The latest variants of the P2Pinfect botnet are now focusing on infecting devices with 32-bit MIPS processors, such as routers and IoT devices.
Due to their efficiency and compact design, MIPS chips are prevalent in embedded systems like routers, residential gateways, and video game consoles.
P2Pinfect was discovered in July 2023 by Palo Alto Networks analysts as a new Rust-based worm that targets Redis servers vulnerable to CVE-2022-0543.
Following its initial discovery, Cado Security analysts who examined P2Pinfect reported that it was abusing the Redis replication feature to spread, creating replicas of the infected instance.
Later, in September, Cado warned about spiking P2Pinfect botnet activity targeting systems in the United States, Germany, the UK, Japan, Singapore, Hong Kong, and China.
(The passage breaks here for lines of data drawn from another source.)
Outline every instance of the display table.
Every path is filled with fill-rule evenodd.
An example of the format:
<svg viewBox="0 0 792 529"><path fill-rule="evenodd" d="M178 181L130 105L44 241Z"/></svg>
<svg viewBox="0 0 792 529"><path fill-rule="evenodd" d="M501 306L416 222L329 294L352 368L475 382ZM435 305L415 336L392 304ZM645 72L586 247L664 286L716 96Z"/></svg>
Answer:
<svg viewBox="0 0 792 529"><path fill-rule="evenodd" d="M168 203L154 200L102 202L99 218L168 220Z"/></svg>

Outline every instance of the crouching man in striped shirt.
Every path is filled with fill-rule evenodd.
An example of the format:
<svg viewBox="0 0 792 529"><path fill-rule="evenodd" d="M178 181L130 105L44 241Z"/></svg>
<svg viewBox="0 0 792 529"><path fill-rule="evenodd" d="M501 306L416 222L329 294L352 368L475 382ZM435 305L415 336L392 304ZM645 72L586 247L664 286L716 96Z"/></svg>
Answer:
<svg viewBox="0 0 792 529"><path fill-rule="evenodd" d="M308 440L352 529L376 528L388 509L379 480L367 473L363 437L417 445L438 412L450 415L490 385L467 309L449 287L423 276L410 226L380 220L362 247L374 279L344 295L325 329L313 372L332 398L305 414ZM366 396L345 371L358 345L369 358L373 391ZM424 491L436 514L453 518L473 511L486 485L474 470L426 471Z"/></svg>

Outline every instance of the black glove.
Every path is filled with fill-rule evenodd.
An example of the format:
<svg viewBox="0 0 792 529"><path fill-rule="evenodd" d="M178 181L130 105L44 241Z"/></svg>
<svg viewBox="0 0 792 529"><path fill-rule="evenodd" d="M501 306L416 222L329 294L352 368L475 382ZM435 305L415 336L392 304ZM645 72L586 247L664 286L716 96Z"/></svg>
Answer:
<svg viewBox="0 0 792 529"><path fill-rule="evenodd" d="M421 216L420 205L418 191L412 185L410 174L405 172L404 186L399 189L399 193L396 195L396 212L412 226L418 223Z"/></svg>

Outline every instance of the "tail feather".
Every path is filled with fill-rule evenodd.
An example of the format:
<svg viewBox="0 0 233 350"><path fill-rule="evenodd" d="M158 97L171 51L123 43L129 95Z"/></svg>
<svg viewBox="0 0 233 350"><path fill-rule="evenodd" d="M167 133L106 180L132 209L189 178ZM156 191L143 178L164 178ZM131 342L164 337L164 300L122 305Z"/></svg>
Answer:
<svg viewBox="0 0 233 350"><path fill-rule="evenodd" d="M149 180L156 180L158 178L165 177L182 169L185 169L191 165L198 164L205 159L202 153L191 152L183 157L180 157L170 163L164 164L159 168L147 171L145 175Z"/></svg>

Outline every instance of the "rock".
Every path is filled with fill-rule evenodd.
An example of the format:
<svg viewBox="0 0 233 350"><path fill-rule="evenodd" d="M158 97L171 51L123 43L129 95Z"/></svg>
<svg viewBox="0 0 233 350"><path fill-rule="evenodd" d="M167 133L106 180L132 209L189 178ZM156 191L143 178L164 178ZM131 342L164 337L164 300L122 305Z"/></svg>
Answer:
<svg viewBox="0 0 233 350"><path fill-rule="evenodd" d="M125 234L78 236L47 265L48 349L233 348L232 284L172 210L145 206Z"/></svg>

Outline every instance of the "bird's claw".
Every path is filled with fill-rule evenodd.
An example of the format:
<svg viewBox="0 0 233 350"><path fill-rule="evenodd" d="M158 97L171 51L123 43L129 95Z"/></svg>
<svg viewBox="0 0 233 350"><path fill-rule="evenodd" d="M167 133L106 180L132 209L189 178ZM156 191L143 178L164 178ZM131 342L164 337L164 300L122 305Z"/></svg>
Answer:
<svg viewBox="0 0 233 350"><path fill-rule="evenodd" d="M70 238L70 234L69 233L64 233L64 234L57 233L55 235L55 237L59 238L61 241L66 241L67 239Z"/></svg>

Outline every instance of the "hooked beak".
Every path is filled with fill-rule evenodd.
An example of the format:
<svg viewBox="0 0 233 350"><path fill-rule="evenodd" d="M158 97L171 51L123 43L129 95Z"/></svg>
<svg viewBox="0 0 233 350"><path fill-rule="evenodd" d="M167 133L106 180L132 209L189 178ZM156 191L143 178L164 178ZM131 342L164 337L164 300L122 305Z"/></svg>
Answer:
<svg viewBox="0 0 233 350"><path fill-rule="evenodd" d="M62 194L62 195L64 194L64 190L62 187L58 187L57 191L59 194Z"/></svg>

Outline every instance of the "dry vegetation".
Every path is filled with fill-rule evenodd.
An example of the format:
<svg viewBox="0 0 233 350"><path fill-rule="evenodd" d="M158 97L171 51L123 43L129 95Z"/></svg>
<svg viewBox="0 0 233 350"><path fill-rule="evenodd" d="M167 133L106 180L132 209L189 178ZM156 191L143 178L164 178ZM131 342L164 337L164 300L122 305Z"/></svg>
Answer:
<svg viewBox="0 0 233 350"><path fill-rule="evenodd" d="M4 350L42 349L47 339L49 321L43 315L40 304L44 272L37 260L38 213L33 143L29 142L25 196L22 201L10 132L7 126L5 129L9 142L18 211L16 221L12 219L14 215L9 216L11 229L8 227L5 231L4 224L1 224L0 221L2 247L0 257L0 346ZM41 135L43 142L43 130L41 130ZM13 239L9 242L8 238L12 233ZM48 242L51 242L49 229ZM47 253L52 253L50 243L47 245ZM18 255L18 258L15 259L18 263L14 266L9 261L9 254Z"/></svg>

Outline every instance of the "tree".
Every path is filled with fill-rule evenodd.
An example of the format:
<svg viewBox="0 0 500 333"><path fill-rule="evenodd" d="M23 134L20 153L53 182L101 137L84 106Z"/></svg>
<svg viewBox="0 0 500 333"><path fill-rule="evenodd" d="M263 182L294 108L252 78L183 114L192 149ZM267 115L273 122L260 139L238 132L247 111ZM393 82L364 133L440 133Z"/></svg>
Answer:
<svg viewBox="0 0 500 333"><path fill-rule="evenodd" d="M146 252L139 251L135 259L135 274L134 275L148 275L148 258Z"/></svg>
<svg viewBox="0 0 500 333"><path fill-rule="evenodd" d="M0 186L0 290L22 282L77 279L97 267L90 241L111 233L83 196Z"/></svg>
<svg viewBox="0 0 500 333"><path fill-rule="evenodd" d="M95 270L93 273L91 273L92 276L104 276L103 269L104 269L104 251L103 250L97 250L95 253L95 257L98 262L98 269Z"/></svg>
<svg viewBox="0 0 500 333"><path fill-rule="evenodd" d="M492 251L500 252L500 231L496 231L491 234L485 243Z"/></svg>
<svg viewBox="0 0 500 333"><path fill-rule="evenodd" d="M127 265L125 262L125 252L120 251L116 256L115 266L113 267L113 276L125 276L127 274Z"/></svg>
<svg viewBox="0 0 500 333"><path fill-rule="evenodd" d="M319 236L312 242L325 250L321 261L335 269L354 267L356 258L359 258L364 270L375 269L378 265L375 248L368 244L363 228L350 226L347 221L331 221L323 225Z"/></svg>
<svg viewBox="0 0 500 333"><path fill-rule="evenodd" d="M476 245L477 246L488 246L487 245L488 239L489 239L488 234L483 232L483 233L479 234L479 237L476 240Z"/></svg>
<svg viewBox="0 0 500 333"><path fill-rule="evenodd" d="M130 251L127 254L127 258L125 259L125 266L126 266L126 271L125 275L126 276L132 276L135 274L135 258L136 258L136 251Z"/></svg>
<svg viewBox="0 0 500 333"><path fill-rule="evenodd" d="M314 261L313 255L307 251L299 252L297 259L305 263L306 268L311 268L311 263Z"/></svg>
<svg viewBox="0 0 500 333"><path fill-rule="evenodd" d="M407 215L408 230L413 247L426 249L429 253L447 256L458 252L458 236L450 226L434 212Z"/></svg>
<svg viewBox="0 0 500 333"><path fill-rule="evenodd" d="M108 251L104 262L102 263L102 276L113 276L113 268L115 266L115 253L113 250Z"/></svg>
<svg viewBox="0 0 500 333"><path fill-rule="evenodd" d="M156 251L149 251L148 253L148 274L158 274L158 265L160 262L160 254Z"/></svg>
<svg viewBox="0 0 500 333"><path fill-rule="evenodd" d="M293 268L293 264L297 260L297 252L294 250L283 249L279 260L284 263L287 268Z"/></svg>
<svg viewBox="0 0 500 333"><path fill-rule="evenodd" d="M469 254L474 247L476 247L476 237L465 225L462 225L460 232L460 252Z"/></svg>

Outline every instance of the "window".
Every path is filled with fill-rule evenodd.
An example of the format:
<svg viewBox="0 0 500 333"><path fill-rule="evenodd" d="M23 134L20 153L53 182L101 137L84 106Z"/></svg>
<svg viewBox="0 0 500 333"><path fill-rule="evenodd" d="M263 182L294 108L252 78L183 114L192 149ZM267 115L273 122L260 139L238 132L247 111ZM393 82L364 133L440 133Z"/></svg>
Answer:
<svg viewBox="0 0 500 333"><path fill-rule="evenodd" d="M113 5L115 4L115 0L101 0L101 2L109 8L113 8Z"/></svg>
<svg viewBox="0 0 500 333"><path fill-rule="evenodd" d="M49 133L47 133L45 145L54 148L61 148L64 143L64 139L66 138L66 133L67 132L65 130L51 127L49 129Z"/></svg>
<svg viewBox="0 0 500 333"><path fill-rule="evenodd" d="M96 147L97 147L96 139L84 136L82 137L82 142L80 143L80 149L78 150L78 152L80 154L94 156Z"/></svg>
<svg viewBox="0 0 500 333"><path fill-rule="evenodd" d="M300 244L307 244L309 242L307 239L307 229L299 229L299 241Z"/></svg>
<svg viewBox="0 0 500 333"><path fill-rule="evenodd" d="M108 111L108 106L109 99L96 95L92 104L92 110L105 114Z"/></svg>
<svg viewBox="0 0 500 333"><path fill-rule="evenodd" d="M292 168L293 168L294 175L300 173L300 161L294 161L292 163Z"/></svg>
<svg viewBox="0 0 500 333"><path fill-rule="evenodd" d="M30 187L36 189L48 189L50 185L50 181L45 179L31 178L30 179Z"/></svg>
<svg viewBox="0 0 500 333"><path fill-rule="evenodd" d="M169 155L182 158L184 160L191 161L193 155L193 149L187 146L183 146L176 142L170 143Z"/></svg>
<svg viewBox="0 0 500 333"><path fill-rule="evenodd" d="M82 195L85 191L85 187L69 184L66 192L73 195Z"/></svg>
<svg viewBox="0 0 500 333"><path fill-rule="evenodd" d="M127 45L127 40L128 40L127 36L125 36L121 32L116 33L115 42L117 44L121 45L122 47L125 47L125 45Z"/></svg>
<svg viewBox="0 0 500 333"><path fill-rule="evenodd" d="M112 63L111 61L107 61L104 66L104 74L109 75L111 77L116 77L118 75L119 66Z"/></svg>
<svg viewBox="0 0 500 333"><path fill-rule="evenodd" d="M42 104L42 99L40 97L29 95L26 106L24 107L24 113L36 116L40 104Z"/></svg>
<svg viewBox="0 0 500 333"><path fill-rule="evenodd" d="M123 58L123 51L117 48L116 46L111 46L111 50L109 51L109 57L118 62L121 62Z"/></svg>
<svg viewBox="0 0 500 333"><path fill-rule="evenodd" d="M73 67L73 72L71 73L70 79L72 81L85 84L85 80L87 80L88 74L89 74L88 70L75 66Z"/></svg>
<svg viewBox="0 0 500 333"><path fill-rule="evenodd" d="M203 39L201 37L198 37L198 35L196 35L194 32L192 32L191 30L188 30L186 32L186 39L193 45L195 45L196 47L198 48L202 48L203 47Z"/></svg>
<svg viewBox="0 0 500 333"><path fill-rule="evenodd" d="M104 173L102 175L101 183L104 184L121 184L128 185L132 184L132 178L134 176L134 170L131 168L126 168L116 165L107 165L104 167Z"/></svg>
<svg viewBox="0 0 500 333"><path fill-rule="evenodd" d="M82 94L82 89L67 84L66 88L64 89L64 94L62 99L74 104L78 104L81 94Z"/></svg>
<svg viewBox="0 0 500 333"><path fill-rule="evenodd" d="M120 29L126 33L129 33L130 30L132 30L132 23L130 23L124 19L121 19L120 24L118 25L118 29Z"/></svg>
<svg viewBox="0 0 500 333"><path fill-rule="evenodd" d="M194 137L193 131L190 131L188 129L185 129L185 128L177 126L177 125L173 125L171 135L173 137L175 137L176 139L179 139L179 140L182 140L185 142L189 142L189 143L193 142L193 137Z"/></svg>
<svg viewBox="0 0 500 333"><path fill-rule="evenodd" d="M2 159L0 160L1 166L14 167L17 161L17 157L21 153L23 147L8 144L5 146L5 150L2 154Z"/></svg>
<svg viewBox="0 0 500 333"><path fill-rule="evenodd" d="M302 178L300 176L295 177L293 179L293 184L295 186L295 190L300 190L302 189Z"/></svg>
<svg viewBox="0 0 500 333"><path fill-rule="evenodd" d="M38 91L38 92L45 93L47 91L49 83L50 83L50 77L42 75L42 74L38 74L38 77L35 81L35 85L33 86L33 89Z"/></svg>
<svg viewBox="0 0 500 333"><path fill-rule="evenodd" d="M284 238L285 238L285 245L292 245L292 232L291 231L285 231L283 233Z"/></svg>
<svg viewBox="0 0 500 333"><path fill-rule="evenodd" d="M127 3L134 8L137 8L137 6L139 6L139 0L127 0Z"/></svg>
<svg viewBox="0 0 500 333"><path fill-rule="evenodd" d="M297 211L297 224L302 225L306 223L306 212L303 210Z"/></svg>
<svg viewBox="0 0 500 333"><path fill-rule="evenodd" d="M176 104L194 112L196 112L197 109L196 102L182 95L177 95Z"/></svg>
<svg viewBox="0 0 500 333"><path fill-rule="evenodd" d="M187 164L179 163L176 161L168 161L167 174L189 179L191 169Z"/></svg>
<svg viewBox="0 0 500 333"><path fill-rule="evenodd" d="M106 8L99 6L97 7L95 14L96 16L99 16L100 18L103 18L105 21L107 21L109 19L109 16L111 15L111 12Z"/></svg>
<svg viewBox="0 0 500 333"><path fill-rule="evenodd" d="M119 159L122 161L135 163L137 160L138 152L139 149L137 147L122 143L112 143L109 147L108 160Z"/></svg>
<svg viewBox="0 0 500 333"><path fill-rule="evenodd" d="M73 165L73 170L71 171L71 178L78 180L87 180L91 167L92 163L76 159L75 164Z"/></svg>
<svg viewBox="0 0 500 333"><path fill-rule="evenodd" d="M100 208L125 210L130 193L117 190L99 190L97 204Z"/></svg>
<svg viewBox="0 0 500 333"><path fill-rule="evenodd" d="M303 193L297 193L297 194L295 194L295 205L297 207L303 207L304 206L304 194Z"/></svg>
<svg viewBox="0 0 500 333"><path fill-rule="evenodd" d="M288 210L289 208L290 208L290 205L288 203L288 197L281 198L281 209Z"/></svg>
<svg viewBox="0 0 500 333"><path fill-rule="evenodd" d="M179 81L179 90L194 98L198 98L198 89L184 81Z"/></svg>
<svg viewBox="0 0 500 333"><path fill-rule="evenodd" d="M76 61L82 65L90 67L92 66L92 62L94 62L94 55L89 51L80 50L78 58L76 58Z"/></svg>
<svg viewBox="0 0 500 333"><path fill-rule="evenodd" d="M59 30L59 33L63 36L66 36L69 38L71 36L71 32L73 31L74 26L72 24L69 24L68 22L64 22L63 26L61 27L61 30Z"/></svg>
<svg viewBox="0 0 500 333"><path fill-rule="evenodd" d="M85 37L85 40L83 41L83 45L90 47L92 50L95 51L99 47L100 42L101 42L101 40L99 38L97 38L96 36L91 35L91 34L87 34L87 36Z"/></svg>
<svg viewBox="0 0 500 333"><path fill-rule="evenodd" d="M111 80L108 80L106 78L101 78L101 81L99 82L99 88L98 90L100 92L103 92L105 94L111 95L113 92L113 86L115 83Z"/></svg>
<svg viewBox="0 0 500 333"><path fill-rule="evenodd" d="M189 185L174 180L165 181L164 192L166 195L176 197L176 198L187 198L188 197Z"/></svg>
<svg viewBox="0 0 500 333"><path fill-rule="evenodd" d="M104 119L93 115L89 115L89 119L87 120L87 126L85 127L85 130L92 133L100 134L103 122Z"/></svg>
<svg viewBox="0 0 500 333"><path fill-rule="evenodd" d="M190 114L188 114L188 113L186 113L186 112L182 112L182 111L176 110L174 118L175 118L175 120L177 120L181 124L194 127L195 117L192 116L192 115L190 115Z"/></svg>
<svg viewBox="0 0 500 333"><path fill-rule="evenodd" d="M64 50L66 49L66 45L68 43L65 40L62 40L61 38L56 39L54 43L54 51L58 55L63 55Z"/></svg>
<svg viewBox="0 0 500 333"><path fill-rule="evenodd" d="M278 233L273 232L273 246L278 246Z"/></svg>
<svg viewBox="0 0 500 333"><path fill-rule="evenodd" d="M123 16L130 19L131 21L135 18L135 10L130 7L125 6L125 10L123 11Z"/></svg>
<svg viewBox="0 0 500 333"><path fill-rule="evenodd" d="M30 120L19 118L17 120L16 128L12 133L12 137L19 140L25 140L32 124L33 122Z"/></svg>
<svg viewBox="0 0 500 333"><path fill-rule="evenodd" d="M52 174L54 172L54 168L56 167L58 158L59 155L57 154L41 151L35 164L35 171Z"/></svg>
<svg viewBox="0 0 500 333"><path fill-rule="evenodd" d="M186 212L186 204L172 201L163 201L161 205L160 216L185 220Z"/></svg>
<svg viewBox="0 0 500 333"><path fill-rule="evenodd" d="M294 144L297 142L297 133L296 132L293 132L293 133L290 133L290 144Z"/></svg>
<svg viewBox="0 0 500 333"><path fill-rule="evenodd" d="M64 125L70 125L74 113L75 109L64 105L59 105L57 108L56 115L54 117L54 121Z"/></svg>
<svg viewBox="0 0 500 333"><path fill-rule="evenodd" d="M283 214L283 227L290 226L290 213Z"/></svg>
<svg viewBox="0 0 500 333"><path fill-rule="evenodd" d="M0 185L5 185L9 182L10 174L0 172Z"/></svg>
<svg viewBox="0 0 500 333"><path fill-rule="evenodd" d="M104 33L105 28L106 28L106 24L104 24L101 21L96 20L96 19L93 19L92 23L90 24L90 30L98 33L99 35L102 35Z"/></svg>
Today, Cado reports a new development concerning the botnet, which marks a significant evolution in the project's targeting scope and ability to evade detection.
The latest attacks observed on Cado's honeypots scan for SSH servers that use weak credentials and attempt to upload the MIPS binary via SFTP and SCP. Interestingly, propagation for the MIPS variant isn't restricted to SSH, as the researchers spotted attempts to run the Redis server on MIPS devices through an OpenWRT package named 'redis-server.
During static analysis, Cado researchers found that the new P2Pinfect is a 32-bit ELF binary with no debug information and an embedded 64-bit Windows DLL, which acts as a loadable module for Redis to enable shell command execution on the host.
The newest variant of P2Pinfect implements sophisticated and multifaceted evasion mechanisms that make its detection and analysis much more challenging.
The continuous development of P2Pinfect and expansion of the malware's targeting indicates a high level of coding skills and determination from its authors.
It's important to highlight that despite extensive tracking of the botnet through various campaigns over time, Cado Security remains uncertain about the precise objectives of the malware's operators.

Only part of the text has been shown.